Al Ghazali dalam bukunya ihya ‘ulum al-din juz III hal 219 menyebutkan hakikat dunia yang terdiri dari tiga unsur yakni benda-benda (materi), adanya bagian manusia dan pembangunan.

Ia mengatakan :
“ketahuilah, bahwa dunia ibarat dari adanya benda-benda (materi), adanya bagian masing-masing manusia dan perlunya masing-masing manusia sibuk membangun. Inilah tiga unsur yang diperlukan. Sebagian orang menduga bahwa dunia dapat berdiri dengan salah satu unsure, padahal bukanlah demikian”

Pada bagian lain diterangkan bahwa manusia sering lalai dan mempermainkan unsur-unsur itu, sehingga diperlukan adanya peraturan untuk memelihara dunia sebaik-baiknya.
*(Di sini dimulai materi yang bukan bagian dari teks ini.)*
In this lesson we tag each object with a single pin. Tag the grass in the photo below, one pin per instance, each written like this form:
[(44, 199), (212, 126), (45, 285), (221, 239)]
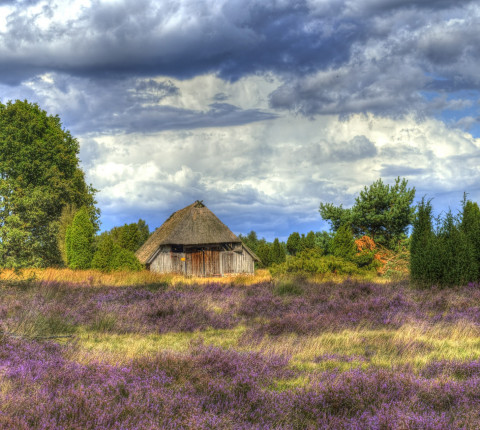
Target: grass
[(411, 346), (220, 343), (96, 278)]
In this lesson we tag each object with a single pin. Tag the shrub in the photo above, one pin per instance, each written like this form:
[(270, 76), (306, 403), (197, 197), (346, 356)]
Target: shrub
[(110, 256), (103, 255), (79, 241), (312, 261), (123, 259), (277, 252), (343, 244), (447, 256)]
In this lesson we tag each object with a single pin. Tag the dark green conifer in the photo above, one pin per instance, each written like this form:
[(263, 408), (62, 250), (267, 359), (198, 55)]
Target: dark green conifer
[(79, 240), (343, 243)]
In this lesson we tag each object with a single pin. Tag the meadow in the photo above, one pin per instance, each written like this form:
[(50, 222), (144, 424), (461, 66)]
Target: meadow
[(94, 351)]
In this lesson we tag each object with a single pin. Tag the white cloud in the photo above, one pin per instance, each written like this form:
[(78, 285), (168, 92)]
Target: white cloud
[(283, 168)]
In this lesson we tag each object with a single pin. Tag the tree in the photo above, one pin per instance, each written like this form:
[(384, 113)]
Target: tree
[(309, 241), (294, 243), (343, 244), (323, 240), (470, 226), (446, 255), (131, 236), (381, 211), (251, 240), (39, 176), (103, 253), (277, 252), (111, 256), (264, 253), (65, 220), (423, 247), (79, 241)]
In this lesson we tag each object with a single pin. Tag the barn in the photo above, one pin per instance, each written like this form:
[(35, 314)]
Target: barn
[(194, 242)]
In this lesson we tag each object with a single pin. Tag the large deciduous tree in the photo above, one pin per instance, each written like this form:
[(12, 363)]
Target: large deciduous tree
[(381, 211), (39, 176)]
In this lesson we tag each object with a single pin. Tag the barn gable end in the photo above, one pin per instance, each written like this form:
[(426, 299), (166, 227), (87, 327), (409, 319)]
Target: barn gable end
[(194, 242)]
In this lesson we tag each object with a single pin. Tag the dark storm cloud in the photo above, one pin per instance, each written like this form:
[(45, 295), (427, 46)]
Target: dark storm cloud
[(128, 106), (179, 39), (336, 57)]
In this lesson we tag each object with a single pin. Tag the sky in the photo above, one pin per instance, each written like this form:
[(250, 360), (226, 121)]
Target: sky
[(260, 108)]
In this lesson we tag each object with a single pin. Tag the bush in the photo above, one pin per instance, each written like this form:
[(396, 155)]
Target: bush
[(445, 257), (123, 259), (110, 256), (312, 261), (343, 243), (79, 241)]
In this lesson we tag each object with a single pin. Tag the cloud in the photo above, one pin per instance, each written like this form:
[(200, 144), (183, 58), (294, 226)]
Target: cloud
[(180, 39), (263, 176)]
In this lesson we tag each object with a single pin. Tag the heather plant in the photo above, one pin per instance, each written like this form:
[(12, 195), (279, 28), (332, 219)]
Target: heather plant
[(288, 287), (353, 354)]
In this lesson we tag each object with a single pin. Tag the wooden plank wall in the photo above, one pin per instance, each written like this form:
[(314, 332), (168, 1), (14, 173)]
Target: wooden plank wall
[(216, 262), (168, 262)]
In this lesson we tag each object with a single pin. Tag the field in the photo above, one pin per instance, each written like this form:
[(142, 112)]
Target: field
[(79, 351)]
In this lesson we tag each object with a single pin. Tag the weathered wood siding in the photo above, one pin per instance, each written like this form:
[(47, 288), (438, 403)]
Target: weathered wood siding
[(236, 262), (202, 262), (167, 261)]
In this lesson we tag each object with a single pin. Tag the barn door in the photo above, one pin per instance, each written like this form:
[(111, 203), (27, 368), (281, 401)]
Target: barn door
[(212, 262), (194, 262)]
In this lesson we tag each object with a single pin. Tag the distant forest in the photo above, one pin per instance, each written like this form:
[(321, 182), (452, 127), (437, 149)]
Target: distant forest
[(49, 217)]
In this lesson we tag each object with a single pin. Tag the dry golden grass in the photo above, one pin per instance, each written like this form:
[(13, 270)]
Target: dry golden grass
[(98, 278)]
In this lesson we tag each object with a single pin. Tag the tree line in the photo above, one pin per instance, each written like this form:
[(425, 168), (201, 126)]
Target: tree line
[(48, 213), (49, 217)]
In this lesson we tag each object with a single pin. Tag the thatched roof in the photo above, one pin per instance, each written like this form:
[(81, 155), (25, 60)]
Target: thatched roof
[(192, 225)]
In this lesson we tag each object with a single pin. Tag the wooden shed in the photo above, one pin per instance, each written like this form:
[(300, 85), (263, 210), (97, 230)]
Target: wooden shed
[(194, 242)]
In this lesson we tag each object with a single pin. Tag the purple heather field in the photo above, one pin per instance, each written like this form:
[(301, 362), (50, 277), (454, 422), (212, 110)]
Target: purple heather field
[(50, 383)]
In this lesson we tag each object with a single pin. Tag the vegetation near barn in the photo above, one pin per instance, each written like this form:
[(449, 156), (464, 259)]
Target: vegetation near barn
[(287, 354), (330, 332)]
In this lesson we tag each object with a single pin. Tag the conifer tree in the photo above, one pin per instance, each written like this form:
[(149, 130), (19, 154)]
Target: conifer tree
[(470, 226), (103, 254), (66, 219), (293, 243), (264, 253), (309, 240), (423, 250), (277, 252), (343, 243), (39, 175)]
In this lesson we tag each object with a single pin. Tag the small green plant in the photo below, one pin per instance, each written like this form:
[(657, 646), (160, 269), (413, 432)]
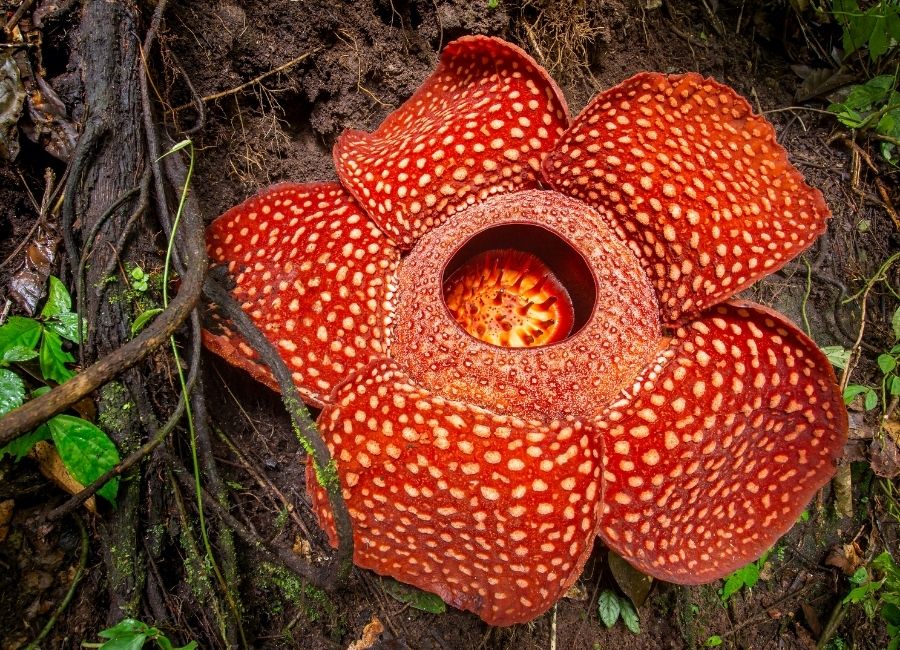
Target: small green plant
[(138, 279), (877, 591), (877, 28), (415, 598), (874, 105), (745, 577), (611, 607), (888, 363), (131, 634), (85, 450)]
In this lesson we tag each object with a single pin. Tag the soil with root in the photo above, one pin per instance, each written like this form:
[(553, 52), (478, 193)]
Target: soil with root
[(263, 88)]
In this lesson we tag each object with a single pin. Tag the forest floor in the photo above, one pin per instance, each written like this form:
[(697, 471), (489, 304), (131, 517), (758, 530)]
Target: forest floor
[(281, 80)]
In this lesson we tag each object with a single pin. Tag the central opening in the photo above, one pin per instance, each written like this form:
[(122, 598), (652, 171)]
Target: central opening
[(519, 286)]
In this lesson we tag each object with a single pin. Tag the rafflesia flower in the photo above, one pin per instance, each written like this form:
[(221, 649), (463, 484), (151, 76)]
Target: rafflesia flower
[(520, 333)]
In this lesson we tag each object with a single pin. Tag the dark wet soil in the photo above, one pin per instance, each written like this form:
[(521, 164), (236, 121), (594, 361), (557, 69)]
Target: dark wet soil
[(353, 63)]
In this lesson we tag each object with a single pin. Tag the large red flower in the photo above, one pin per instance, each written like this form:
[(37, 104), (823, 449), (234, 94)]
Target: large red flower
[(520, 334)]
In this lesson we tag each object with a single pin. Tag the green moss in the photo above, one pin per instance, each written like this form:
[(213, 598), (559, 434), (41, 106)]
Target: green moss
[(115, 415)]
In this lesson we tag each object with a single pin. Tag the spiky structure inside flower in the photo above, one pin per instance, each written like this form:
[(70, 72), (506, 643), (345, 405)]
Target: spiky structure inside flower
[(520, 333)]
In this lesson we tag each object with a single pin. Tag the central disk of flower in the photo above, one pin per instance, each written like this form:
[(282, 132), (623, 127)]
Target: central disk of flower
[(511, 299)]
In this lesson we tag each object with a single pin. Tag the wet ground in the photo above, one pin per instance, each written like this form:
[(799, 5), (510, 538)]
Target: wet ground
[(319, 70)]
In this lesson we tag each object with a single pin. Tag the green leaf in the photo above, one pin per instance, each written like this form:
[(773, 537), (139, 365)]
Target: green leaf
[(12, 391), (847, 116), (871, 400), (19, 333), (749, 574), (54, 358), (853, 390), (860, 576), (86, 451), (19, 447), (143, 318), (58, 300), (17, 354), (609, 608), (417, 599), (629, 616), (125, 627), (891, 614), (878, 39), (837, 355), (178, 146), (66, 325), (894, 385), (887, 363), (892, 24), (130, 642), (733, 584)]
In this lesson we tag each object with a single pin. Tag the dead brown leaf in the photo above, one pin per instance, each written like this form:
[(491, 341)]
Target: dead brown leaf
[(52, 467)]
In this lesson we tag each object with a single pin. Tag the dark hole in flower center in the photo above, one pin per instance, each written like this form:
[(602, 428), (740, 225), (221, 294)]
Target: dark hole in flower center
[(519, 285)]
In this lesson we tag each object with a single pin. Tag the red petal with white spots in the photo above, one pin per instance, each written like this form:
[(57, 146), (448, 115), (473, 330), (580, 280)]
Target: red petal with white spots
[(493, 513), (480, 124), (615, 334), (724, 441), (695, 182), (314, 274)]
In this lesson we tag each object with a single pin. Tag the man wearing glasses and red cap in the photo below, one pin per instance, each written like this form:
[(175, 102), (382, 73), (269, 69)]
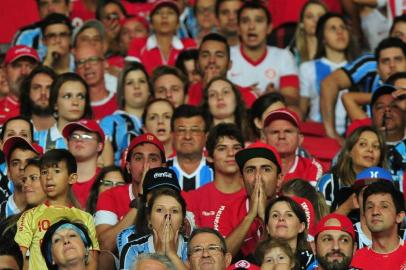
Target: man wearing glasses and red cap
[(117, 207), (334, 242), (17, 151), (19, 61), (242, 222), (163, 47), (282, 131)]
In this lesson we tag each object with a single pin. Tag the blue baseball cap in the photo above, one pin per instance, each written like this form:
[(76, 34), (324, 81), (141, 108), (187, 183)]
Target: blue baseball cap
[(370, 175)]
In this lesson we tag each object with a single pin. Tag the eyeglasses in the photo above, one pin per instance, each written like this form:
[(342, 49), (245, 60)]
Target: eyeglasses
[(109, 183), (198, 251), (54, 36), (46, 4), (91, 60), (194, 131), (81, 137)]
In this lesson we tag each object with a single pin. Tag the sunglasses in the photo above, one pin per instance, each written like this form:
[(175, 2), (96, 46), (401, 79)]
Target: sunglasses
[(109, 183)]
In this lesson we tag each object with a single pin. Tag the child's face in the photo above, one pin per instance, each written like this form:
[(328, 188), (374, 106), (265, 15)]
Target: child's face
[(55, 179), (276, 258)]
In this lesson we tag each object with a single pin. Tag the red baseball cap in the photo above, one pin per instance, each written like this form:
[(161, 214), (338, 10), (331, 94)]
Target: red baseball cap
[(309, 211), (345, 224), (164, 3), (243, 264), (11, 142), (19, 51), (146, 138), (258, 149), (87, 124), (283, 114)]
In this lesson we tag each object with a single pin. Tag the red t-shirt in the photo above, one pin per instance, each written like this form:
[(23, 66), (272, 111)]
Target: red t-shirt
[(230, 219), (147, 51), (368, 259), (208, 210), (305, 168), (104, 107), (82, 190), (195, 95), (113, 205)]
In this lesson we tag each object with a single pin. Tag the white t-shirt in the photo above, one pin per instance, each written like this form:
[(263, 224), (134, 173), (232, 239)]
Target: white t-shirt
[(271, 68), (311, 74)]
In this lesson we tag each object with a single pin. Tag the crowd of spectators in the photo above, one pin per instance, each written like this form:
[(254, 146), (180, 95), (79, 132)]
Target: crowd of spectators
[(205, 134)]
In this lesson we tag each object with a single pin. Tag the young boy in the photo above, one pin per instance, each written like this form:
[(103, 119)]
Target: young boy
[(58, 173)]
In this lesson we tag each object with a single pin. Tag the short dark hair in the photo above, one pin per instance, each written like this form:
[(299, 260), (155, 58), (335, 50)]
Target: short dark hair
[(103, 3), (396, 20), (390, 42), (216, 37), (198, 231), (254, 4), (302, 243), (396, 76), (58, 83), (25, 101), (169, 70), (261, 104), (385, 187), (54, 156), (220, 131), (55, 18), (218, 4), (186, 55), (10, 248), (187, 111), (133, 66), (151, 102), (270, 243), (19, 117)]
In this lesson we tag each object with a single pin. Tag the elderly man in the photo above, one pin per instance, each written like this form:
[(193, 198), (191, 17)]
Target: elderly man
[(207, 250)]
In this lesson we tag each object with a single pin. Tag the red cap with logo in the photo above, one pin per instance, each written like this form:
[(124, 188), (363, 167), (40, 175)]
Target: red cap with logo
[(14, 141), (146, 138), (19, 51), (345, 224), (283, 114), (89, 125), (309, 211), (258, 149)]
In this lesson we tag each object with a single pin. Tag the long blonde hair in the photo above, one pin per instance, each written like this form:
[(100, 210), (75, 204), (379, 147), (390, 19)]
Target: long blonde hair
[(300, 35)]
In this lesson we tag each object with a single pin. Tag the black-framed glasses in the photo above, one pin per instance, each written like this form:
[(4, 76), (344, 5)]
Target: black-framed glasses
[(81, 137), (91, 60), (54, 36), (110, 183), (198, 251)]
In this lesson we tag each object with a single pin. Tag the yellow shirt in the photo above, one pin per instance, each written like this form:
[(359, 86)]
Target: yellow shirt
[(33, 224)]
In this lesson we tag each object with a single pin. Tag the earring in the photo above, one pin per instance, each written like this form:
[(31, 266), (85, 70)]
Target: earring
[(86, 256)]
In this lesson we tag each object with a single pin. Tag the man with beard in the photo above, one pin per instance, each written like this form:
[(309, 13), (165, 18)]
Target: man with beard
[(34, 97), (384, 211), (334, 242), (226, 13), (19, 62)]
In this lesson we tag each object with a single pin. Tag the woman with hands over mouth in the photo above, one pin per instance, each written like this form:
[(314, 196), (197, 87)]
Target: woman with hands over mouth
[(160, 227)]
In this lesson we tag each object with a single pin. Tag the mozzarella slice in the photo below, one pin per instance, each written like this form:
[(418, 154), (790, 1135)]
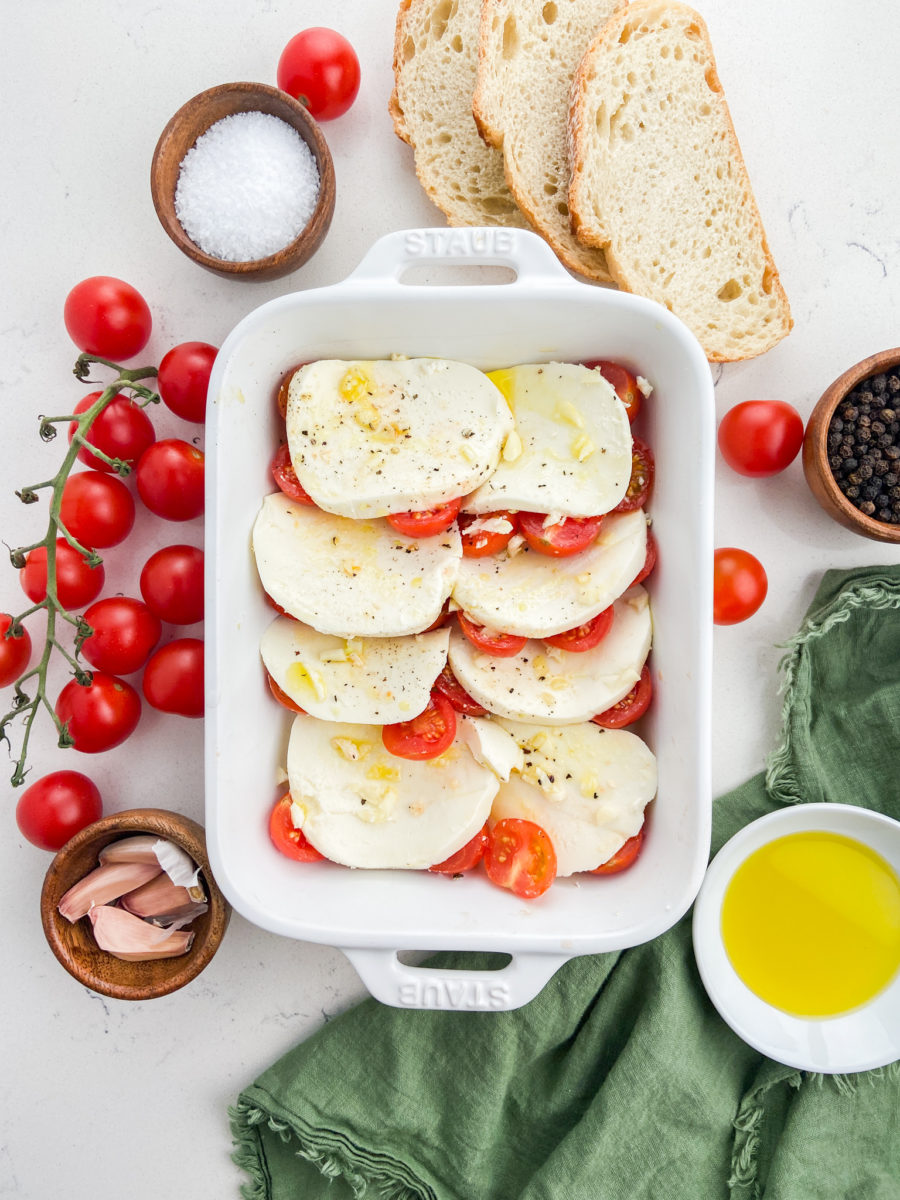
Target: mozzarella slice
[(535, 595), (352, 577), (375, 679), (574, 444), (369, 438), (585, 786), (363, 807), (543, 683)]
Al Ghazali mengatakan

“akan tetapi, karena kelalaian dan kejahilan manusia, Tuhan menjadikan peraturan dalam Negara dan kepentingan untuk rakyat, bahkan semua urusan dunia diberi peraturan karena kelalaian dan pemikiran yang rendah itu. Kalau semua orang berfikir sadar dan mempunyai kemauan baik tentulah semuanya menjadi orang-orang zuhud, orang-orang suci didunia ini. Kalau tidak demikian, terlantarlah segala jalan perekonomian dan menjadi rusaklah semua manusia, termasuk kaum zuhud yang suci itu”.

Al Ghazali mengajukan suatu teori saling ketergantungan yang dizaman kita ini dikenal dengan inter-dependence

“setiap manusia dalam kebutuhan hidupnya, saling bergantung satu sama lain. Kaum produsen yang menghasilkan bahan makanan didesa memerlukan alat-alat industri yang dihasilkan oleh pabrik di kota, dan keduanya memerlukan kaum pedagang yang akan mengusahakan tukar menukar barang-barang yang dibutuhkan oleh masing-masing pihak. Para konsumen memerlukan barang-barang dari pihak produsen. Mereka menjadi produsen karena menghasilkan macam-macam barang yang diperlukan, dan sekaligus menjadi konsumen karena memerlukan barang-barang yang dihasilkan oleh orang lain”

Lantas, masihkan kita ingin menjadi mahluk egois, mementingkan kelompok sendiri, menganggap yang berbeda sebagai musuh, penuh curiga? Jika demikian ada yang salah dalam diri anda kata Al ghazali. Anda gagal menjadi bagian dari mata rantai membangun peradaban.

Hasyudalah, sudahkah anda ngopi dan dengarkan Via valen hari ini, saya sudah satu gelas sambil memandangi foto Nanik Sudaryati dengan gemes, kalau anda?